14 years ago on Step 4
http://www.timknowles.co.uk/Work/PostalWorks/Mk3PostalProject/tabid/361/Default.aspx
15 years ago on Introduction
Very cool Idea. My brother just moved to texas yesterday, and we are always giving wierd gifts to eachother, so I might send him this. + and faves
15 years ago on Introduction
Cool project! I like the "stylus" - have you tried this with multiple colored pencils? What if you suspended the stylus by a spring attached to one end of the tube?

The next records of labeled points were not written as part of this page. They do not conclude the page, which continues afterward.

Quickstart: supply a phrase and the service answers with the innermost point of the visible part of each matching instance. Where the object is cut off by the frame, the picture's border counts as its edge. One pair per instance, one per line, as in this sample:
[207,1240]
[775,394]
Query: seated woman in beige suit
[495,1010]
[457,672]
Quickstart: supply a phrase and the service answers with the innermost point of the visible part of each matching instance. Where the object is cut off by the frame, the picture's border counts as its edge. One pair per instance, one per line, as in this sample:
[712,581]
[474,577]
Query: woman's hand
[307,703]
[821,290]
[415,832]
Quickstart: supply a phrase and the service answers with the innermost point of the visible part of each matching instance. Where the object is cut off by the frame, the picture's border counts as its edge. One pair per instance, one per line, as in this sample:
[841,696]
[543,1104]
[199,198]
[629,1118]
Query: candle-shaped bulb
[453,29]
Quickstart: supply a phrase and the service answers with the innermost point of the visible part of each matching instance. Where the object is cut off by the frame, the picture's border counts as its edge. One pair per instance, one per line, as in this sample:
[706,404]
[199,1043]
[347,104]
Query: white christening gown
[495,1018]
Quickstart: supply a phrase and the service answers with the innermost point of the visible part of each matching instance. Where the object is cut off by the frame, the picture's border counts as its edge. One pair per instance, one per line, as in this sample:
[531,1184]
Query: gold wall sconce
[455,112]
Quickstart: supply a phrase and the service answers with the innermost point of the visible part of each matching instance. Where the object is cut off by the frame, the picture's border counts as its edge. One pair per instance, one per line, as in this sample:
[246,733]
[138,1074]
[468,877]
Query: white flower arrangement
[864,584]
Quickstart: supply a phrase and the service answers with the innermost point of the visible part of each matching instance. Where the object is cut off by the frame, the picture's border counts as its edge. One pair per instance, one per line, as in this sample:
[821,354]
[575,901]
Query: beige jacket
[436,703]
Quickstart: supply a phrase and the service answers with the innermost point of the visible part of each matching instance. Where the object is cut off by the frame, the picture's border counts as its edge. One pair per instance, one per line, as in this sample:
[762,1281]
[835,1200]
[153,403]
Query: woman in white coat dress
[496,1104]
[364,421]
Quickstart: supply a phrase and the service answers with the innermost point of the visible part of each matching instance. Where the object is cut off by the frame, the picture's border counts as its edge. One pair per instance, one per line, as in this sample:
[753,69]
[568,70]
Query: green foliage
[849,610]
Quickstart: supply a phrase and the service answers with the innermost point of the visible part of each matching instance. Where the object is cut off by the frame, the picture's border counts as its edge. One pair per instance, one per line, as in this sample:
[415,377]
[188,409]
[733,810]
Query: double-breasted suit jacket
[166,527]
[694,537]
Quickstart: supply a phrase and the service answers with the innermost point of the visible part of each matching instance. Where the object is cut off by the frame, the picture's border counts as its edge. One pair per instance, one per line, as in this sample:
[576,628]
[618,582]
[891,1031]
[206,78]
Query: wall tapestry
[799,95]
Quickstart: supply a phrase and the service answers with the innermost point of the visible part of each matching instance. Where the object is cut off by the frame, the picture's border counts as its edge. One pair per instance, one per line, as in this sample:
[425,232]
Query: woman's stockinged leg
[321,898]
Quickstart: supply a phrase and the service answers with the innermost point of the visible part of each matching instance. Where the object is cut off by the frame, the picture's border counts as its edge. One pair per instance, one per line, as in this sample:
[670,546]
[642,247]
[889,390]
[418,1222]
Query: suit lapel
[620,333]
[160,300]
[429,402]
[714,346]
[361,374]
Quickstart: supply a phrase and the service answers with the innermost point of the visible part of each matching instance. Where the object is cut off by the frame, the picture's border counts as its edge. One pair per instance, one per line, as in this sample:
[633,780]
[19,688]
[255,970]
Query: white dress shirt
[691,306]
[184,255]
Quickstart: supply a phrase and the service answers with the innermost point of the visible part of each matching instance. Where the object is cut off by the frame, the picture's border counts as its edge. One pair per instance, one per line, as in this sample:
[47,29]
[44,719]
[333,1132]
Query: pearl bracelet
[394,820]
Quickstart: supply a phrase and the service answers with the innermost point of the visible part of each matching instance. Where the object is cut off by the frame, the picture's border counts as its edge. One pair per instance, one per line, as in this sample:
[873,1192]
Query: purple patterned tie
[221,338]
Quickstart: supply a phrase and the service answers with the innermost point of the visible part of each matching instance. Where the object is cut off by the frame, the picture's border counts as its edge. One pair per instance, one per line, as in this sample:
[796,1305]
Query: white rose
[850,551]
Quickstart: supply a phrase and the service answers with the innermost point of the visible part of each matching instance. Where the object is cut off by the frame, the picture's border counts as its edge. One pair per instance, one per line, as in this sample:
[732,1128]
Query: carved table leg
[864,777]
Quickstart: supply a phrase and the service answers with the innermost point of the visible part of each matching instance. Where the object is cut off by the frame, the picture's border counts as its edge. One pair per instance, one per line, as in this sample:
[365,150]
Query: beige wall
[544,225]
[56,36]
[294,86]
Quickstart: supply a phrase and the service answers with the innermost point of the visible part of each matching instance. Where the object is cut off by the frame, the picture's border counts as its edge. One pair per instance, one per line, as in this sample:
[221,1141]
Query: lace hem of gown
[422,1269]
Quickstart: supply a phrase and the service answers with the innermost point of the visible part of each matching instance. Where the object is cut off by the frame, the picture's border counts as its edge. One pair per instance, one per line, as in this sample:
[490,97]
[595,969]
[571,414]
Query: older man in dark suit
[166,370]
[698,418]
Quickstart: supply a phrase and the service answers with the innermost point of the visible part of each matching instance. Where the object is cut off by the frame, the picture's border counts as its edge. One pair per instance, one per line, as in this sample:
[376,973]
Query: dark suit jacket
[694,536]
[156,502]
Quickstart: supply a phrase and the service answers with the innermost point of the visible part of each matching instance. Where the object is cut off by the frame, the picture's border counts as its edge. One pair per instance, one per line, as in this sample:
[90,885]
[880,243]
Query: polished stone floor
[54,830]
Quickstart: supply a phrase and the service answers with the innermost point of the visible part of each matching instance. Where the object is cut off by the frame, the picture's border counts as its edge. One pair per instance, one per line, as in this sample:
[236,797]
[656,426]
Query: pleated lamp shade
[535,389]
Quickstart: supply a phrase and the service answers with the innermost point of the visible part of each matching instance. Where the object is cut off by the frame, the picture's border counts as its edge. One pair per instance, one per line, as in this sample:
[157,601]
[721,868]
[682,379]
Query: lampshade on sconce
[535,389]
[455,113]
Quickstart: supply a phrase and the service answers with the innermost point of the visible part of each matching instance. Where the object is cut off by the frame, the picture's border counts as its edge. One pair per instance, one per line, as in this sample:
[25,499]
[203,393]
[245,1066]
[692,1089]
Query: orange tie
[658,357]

Reply 15 years ago on Introduction
yup, here: https://www.instructables.com/id/E0NF3EW9NQEWIJM3KK/.
16 years ago
That drawing thing looks like something out of the pages of an H. P. Lovecraft novel.
16 years ago
this is not really a new idea... there are a couple of artists who have been doing much more complex drawing machines that, for example, make drawings as they are shipped by truck across the country. One artist is Alan Storey, who is canadian. His maqchines are called simply "Drawing Machines" and he did them in the early 80's. The other artist is younger: Fernando Orellana. He has a site, just google Fernando Orellana with drawing machine and you will see what an artist's eye can do with this idea :)
Reply 16 years ago
I never said that this was an entirely new idea. Thanks for the info on those artists, however. I really liked Orellana's work, very cool. Lots of artists have done work in a similar vein extending back to the dadaists, so setting things in motion and waiting for a result in certainly not a new concept.
16 years ago
Nice! When you're famous and your drawings sell for millions, do you think some post office workers will file suit claiming partial ownership and a cut of the proceeds?
Reply 16 years ago
I'll have to consult my book of DuChamp ramblings on this one, but I think they will be hard pressed... The nice woman at the window shook it a bit and asked me what was inside (she had a fairly thick accent, but I got most of what she was saying). She seemed rather unimpressed. I should say, be forewarned to open the project up to show the postal clerk, or perhaps seal it in front of them so they don't freak out. This instructable got picked up by the Make:blog, and someone left a post saying "...looks like another mooninite scare..." Does it hurt that I'm from Boston?
Reply 16 years ago
"Does it hurt that I'm from Boston?" You're screwed now. Be prepared for the bomb squad to come to your house searching for more bomb-making materials (tubes, paper, weird lookin pointy things... you know, the usual)
Reply 16 years ago
HAH!
16 years ago
Wonderful. (And I assume you mean inner circumference and not diameter for the paper size?) I look forward to seeing the artworks created - will people post links here, please? Thanks!
Reply 16 years ago
I'll post a pic of the result if I can get an image, and I encourage others to use the project and post their own results. Thanks for the nice words!